Sektionsredner
Dr. Rochus Sowa (Leuven, B)
Husserls Idee einer nicht-empirischen Wissenschaft von der Lebenswelt
Abstract
Wenn heutzutage der Ausdruck „die Lebenswelt“ gebraucht wird, so denkt man dabei zunächst und zumeist an „unsere“ Lebenswelt, an die eine allumfassende Lebenswelt der gegenwärtigen Menschheit; wird dagegen „Lebenswelt“ als genereller Terminus gebraucht („eine Lebenswelt“) und ist von Lebenswelten im Plural die Rede, so denkt man an irgendwelche zeitlich oder örtlich oder sozial beschränkten menschlichen Lebenswelten, z.B. an die versunkene Lebenswelt des Nürnberger Bürgertums um 1500 oder an die Lebenswelt der heutigen australischen Ureinwohner. In beiden Verwendungen des Ausdrucks „Lebenswelt“ liegt eine implizite und in aller Regel unbemerkte Beschränkung des Lebensweltbegriffs, die der Konzeption von Lebenswelt, wie sie bei Husserl, dem Urheber der modernen Rede von der Lebenswelt, vorliegt, nicht gerecht wird.
Husserls Konzeption von Lebenswelt und seine Idee einer Wissenschaft von der Lebenswelt zielt nämlich nicht primär auf diese unsere aktuelle menschheitliche Lebenswelt und auch nicht auf einen allgemeinen Begriff von menschlicher Lebenswelt überhaupt; Husserl ist es vielmehr daran gelegen, einen „unbedingt allgemeinen“, nicht auf die Spezies „Mensch“ eingeschränkten Begriff von Lebenswelt zu erarbeiten und in allgemeinen „wesensgesetzlichen“ Aussagen zu explizieren. Diese aus Begriffen (ex terminis) einsehbaren Aussagen sollen festlegen, was für jede erdenkliche Lebenswelt gilt und was daher notwendig auch für diese unsere Lebenswelt und für alle faktischen menschlichen Lebenswelten gilt, die nur Einzelfälle des allgemeinen Begriffs von Lebenswelt überhaupt sind. Husserls Wissenschaft von der Lebenswelt ist somit – wie seine transzendentale Phänomenologie überhaupt – als eine apriorische oder nicht-empirische Wissenschaft konzipiert, und zwar als eine material-apriorische Wissenschaft neuen Typs, die Husserl als deskriptive Eidetik bezeichnet hat. Als deskriptive Eidetik zielt Husserls Wissenschaft von der Lebenswelt auf deskriptive Wesensgesetze, das sind allgemeine Aussagen, die nur aus reinen, d.h. von expliziten und impliziten Daseinssetzungen freien Begriffen aufgebaut sind und auf die Form gebracht werden kann: „Für jede erdenkliche Lebenswelt gilt das und das“. Das Eigentümliche der deskriptiven Wesensgesetze und damit auch der wesensgesetzlichen Aussagen über „die Lebenswelt“ besteht darin, dass sie im Unterschied zu empirischen Aussagen über eine bestimmte faktische Lebenswelt, die nur an Hand von gesicherten Fakten überprüft und eventuell falsifiziert werden können, auch durch bloß erdachte, in freier Phantasie konstruierte mögliche Sachverhalte intersubjektiv überprüft und gegebenenfalls falsifiziert werden können.

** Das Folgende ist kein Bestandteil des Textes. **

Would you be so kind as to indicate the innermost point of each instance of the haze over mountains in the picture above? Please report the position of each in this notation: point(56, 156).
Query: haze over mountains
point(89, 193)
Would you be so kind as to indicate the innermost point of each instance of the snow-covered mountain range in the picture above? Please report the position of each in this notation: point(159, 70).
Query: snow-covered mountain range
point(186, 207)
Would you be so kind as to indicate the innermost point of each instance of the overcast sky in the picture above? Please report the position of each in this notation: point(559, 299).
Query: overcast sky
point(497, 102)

Von den Strukturen „der“ Lebenswelt, die Husserl genauen, in eidetisch-deskriptiven Aussagen terminierenden Analysen unterzogen hat, sollen in diesem Vortrag zwei exemplarisch angeführt werden, um Husserls Idee einer nicht-empirischen Wissenschaft von der Lebenswelt Inhalt und Kontur zu verleihen: die Horizontstruktur der Lebenswelt und ihre Orientierungsstruktur. Anhand dieser Beispiele sollen zwei wesentliche Bestandstücke des Husserl’schen Lebensweltbegriffs aufgewiesen werden, der als ein im obigen Sinne reiner Begriff der Grund- und Leitbegriff dieser nicht-empirischen deskriptiven Wissenschaft ist und in ihren wesensgesetzlichen Aussagen eine immer reichere Bestimmung erhält.